The Hall of Constantine, The Room of Heliodorus, The Room of the Segnatura
(Signature), and The Room of the Fire of the Borgo.
The Vatican Library was founded by Nicholas V (1447-55) out of a
desire to create a center of available knowledge for the clerics and scholars
who inhabited the papal palace. Sixtus V (1585-90) commissioned the present
building from Domenico Fontana, who built a suite of gorgeously frescoed rooms
with large windows to create a bright, well-lit environment for the study of
the classics. The library's collection is vast and includes hundreds of
handwritten Latin and Greek texts, copies of great classics in philosophy and
history, theology and canon law, preserved along with fascinating margin notes
added by scholars and thinkers from medieval times to the Renaissance.
The Sistine Chapel
Named for Pope Sixtus IV who commissioned it, the Sistine Chapel is
one of the world's most spectacular and rightly famous works of art. The
chapel was constructed between 1475 and 1481 and during subsequent years its
walls frescoed with scenes from the lives of Christ and Moses by a roster of
celebrated artists that include Botticelli, Perugino, Rosselli and Ghirlandaio.

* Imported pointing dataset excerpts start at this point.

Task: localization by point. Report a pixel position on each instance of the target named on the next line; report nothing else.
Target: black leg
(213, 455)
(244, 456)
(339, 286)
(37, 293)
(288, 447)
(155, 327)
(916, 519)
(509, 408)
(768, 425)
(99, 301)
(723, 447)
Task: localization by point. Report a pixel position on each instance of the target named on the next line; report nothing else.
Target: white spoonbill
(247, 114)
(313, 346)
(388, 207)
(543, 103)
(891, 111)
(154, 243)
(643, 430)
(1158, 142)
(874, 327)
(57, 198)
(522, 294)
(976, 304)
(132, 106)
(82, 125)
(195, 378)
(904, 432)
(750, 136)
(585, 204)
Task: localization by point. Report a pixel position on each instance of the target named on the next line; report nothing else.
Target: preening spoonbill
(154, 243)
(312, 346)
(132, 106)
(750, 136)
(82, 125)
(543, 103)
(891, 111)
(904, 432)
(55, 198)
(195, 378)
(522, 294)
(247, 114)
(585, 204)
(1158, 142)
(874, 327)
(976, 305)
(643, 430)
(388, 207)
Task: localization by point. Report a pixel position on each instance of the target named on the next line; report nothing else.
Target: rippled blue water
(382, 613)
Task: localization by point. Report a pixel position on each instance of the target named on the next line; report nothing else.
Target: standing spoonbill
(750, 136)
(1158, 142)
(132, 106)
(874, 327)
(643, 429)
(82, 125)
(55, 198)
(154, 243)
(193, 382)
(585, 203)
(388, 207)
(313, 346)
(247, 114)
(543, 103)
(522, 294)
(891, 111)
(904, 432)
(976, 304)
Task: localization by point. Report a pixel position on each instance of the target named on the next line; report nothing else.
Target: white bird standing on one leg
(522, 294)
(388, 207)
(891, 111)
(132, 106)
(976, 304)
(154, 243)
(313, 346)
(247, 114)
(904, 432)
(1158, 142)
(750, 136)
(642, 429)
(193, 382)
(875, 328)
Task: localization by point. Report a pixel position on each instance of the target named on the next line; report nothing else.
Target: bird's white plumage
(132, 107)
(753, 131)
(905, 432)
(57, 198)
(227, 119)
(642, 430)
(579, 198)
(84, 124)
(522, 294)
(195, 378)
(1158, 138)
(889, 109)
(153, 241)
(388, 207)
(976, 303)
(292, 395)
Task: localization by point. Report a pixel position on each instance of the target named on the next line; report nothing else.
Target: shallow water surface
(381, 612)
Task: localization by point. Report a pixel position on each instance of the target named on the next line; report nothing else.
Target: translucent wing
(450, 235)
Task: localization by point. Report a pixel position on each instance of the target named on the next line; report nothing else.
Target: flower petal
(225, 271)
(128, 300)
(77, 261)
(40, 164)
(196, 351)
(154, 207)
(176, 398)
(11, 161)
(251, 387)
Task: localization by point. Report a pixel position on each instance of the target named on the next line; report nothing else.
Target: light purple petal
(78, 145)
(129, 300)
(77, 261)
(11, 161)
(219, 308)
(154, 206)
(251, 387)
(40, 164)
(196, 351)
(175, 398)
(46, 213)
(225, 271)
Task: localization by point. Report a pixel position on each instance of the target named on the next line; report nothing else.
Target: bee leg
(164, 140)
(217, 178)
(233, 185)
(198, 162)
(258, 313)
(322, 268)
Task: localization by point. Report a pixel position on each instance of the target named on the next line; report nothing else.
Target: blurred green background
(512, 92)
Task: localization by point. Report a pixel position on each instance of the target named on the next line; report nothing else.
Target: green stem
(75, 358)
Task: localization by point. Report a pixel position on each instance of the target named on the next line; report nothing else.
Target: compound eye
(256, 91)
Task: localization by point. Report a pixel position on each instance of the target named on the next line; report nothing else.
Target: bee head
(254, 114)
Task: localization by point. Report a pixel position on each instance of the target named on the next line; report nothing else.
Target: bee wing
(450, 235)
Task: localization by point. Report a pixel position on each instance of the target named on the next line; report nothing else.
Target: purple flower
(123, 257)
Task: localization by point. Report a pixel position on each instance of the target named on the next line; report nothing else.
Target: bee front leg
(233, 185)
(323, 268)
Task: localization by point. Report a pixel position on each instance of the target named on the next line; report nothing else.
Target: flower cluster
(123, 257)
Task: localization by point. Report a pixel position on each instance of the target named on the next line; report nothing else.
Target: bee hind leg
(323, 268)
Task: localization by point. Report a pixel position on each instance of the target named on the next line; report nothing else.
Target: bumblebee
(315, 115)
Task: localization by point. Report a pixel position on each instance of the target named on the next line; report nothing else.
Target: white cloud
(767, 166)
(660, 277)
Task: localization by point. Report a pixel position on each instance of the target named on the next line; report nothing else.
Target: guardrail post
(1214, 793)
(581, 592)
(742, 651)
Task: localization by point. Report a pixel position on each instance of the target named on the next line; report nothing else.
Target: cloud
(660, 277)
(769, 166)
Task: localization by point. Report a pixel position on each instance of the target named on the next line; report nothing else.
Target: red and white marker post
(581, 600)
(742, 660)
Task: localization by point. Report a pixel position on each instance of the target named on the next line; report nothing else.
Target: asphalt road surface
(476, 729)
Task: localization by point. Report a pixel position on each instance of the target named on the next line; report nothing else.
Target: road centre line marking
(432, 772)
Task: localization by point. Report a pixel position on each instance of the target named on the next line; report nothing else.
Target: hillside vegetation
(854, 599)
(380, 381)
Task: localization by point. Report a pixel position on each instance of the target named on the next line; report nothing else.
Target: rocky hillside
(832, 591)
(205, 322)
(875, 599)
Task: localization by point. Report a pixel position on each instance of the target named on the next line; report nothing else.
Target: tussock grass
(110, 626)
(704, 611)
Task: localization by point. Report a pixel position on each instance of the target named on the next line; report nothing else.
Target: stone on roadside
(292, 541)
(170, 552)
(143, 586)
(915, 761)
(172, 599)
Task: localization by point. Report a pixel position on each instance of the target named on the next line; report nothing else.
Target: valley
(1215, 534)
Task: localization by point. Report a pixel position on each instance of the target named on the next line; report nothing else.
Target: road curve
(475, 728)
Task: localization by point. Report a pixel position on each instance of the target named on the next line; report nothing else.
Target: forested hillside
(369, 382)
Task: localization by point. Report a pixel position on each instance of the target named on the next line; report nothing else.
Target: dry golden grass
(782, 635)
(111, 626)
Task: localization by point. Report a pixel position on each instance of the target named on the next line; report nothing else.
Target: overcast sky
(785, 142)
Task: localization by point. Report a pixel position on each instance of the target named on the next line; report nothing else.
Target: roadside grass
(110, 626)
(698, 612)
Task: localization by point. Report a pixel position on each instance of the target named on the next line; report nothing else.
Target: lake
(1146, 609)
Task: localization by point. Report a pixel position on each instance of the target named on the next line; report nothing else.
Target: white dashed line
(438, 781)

It is the ceiling, however, for which the Sistine Chapel has been
singled out since it was painted... a grueling four year period of
Michelangelo's life during which he achieved complete mastery of the fresco
form in covering the barrel-vaulted ceiling, with not just gargantuan figures
in very difficult foreshortened aspect, but a whole complex architecture for
them to inhabit which divides old from new testament scenes, one thread of
narrative, one branch of heredity from another. Doubting that he could
complete such a formidable task, Michelangelo refused this commission many
times before finally agreeing to undertake it.
After centuries of accumulated soot and grime had taken its toll on the
Sistine Chapel, a painstaking, scientific restoration has brought back
original colors and hues, so that we may see it today as Michelangelo created
it, in all its magnificent splendor.